3) Migrants tunisiens : l’attitude de Sarkozy est lamentable (par Jean-Luc Mélenchon)

Ce qui se passe en Tunisie et au Maghreb est pour nous une affaire de famille. Je l’ai déjà dit, il faut sans cesse le rappeler. La Tunisie est engagée depuis décembre dans une révolution citoyenne. C’est une bonne chose ou pas ? Cette révolution mobilise tout le courage et la solidarité de son peuple. Pour beaucoup de Français, ce sont des parents, des enfants, des frères et sœurs, des amis. Et, là-bas, malgré le chômage terrible et la chute des recettes touristiques, les Tunisiens font face. Et ils nous montrent l’exemple dans leur ouverture et leur générosité envers les milliers de réfugiés venus de Libye qui franchissent chaque semaine leurs frontières. Alors que ces réfugiés arrivent dans les régions du sud et du centre tunisiens déjà les plus pauvres, aucun tunisien n’a encore proposé de les renvoyer chez eux dans la détresse. A Paris par contre, c’est une ministre, Nadine Morano qui déclare sur Europe 1 : "bien sûr qu’il faut les renvoyer chez eux". Et début mars, c’était une député UMP, Chantal Brunel, qui disait à propos des "populations qui viendraient de Méditerranée" :"après tout, remettons les dans des bateaux !". En Tunisie, où l’afflux de réfugiés est autrement plus important avec 70 000 entrées selon le gouvernement tunisien, personne n’a imaginé fermer les frontières. Des chaines civiles de ravitaillement s’organisent. Des familles tunisiennes accueillent chez elles des réfugiés libyens ou des travailleurs tunisiens et égyptiens rapatriés.

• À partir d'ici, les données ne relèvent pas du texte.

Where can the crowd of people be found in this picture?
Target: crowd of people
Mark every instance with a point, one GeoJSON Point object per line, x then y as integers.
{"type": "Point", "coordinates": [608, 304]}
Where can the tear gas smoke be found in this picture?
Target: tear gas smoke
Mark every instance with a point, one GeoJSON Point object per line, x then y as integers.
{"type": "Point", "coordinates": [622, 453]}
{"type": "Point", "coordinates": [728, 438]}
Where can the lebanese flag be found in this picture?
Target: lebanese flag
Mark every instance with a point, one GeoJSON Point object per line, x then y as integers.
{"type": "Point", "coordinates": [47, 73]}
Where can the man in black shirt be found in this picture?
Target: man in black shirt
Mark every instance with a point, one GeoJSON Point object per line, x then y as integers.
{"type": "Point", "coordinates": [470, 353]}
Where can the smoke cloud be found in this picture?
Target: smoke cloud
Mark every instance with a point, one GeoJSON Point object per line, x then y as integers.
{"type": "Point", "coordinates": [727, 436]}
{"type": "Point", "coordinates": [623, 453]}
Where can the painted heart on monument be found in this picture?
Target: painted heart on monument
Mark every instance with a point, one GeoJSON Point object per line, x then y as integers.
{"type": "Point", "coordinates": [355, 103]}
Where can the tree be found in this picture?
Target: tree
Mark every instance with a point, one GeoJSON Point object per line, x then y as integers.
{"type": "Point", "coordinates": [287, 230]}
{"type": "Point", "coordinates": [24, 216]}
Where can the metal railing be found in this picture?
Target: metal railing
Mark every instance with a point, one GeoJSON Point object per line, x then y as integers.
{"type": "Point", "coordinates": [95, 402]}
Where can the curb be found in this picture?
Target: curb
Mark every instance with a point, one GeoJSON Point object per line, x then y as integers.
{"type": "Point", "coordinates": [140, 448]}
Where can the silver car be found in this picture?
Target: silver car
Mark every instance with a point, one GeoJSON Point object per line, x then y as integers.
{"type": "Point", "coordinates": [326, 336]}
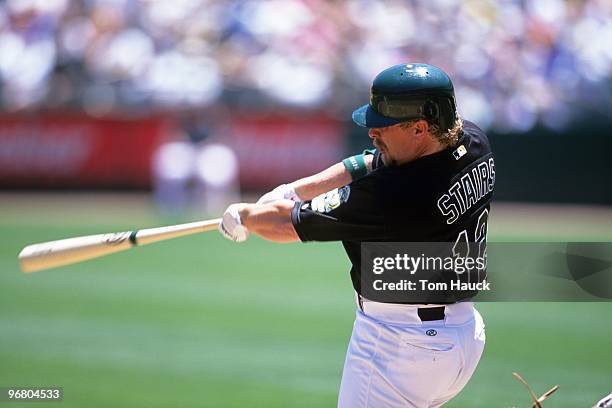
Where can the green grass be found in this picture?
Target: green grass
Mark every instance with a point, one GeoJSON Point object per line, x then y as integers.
{"type": "Point", "coordinates": [200, 321]}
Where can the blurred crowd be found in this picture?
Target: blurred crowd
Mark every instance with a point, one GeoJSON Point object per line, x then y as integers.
{"type": "Point", "coordinates": [514, 63]}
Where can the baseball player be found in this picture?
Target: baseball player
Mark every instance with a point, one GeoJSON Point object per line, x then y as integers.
{"type": "Point", "coordinates": [429, 179]}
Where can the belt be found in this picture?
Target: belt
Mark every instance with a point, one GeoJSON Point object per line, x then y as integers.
{"type": "Point", "coordinates": [427, 314]}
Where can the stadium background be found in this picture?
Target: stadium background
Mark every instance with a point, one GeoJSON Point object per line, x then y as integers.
{"type": "Point", "coordinates": [90, 90]}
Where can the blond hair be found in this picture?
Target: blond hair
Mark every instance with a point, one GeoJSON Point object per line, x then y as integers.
{"type": "Point", "coordinates": [446, 139]}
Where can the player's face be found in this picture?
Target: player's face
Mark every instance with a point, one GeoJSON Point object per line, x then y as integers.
{"type": "Point", "coordinates": [395, 143]}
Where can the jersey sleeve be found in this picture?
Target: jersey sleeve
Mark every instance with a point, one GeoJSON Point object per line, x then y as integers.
{"type": "Point", "coordinates": [350, 213]}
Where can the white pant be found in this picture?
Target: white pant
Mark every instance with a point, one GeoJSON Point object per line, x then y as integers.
{"type": "Point", "coordinates": [396, 360]}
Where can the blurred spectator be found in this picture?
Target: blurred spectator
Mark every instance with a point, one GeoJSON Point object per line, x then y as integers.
{"type": "Point", "coordinates": [515, 63]}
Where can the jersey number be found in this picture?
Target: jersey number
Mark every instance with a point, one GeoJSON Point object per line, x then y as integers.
{"type": "Point", "coordinates": [462, 243]}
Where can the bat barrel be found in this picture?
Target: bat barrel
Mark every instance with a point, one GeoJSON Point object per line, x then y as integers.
{"type": "Point", "coordinates": [52, 254]}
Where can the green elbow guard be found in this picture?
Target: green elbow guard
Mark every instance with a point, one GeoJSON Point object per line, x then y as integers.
{"type": "Point", "coordinates": [356, 166]}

Au même moment Sarkozy et Berlusconi affolent la France et l’Italie avec l’arrivée de 20 000 migrants tunisiens ! Le ministre de l’intérieur italien a cru intelligent de comparer ces arrivées en Italie au flot de migrants qui a suivi la chute du mur de Berlin. Le mensonge de cette comparaison est grossier ! Suite à la chute du mur, c’est un afflux de 2 millions de personnes qu’a connu l’Allemagne depuis différents pays de l’Est. Rien de comparable donc avec 20 000 Tunisiens. L’attitude de Sarkozy est encore plus lamentable. Car en France, c’est de 5 000 nouveaux arrivants tunisiens dont il est question. Et pas de 25 000 comme l’a prétendu Nadine Morano à la radio. 5 000 courageux qui ont survécu aux embarcations de fortune jusqu’à Lampedusa, puis ont passé des jours à remonter l’Italie vers la France. Ils n’y viennent pas parce qu’ils auraient calculé que le système social y est bon comme le prétend la théorie fumeuse des "pompes aspirantes" de Madame Le Pen. Ils viennent en France parce qu’ils parlent français et ont souvent de la famille ici.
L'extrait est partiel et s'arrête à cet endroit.